In the hours after the FBI launched an investigation into the vandalism of a Jewish cemetery in Philadelphia, where more than 100 headstones were found toppled on Feb. 26, photographer Charles Mostoller, made his way to Mount Carmel Jewish Cemetery. He was a couple of days late as press photographers had already come and gone. But, in this case, he had a unique advantage: a drone.
Using a DJI Mavic Pro drone, he flew over the highest concentration of knocked over headstones and turned the camera straight down to capture an image that would convey the full extant of the vandalism. “I took it up, but not too high and looked for the right arrangement,” he tells TIME. “The moment you got up into the air, you could see how few were still standing.”
The photograph is part of a larger project Mostoller has been working on that looks at how humans interact with and affect the natural world. “I am interested in using this vantage point to look at the world in a way we wouldn’t otherwise,” he says.
When flying his drone, Mostoller always makes sure he’s following the Federal Aviation Administration’s regulations.
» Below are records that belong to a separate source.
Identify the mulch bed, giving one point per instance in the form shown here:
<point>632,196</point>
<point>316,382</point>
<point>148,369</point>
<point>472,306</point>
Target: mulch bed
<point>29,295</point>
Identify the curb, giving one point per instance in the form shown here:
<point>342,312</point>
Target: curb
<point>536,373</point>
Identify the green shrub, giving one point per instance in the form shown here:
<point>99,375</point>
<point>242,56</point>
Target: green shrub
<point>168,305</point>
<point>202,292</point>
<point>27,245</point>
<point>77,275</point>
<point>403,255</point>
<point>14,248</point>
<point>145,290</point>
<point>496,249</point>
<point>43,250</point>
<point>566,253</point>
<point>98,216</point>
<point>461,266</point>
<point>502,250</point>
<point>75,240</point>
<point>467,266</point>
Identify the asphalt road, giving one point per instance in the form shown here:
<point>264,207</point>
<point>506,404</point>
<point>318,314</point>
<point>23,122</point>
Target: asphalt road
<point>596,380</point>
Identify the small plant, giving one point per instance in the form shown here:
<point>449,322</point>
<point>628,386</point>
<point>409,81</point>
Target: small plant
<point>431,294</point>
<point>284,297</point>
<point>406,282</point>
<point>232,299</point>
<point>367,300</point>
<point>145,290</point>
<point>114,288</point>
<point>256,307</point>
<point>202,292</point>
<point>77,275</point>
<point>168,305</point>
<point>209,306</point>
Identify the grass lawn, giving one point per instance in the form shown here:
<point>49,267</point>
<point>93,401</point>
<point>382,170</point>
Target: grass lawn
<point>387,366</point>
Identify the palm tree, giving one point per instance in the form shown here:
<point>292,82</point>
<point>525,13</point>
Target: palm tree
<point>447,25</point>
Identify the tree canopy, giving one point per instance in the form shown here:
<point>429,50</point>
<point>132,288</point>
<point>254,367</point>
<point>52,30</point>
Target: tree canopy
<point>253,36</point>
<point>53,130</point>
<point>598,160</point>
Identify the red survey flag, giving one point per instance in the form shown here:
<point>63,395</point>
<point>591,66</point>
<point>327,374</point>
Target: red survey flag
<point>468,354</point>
One of these rules restricts the use of drones within a five-mile radius of any airport. Luckily, Mount Carmel Jewish Cemetery happened to be a single block outside of the radius for the nearest airport.
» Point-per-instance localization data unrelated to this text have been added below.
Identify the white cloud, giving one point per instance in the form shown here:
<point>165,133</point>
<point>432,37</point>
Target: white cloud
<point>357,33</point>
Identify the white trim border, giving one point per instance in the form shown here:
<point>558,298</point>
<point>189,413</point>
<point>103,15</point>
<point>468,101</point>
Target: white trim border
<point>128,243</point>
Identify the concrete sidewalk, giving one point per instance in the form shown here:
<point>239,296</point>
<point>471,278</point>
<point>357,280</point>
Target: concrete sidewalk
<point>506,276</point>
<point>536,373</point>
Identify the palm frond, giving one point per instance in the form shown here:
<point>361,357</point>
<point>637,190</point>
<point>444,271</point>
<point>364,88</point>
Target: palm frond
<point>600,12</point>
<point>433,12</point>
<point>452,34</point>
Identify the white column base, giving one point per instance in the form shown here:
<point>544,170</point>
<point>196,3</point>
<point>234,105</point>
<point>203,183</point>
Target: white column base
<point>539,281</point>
Tools aside, Mostoller covered this story because he felt it was an important one to tell. “Right after this [act of vandalism], a couple of bomb threats were [made] to Jewish centers in the area,” he says. “For Jews in this community, it is very threatening and it is very reminiscent of what has happened to Jews in the past. Hatred boils up, it doesn’t just appear. This could be the vanguard of more overt and violent racism and anti-semitism in this country. Or it could be the end of it if we stand up and say we won’t stand for it in this country. I think we are at that moment right now.”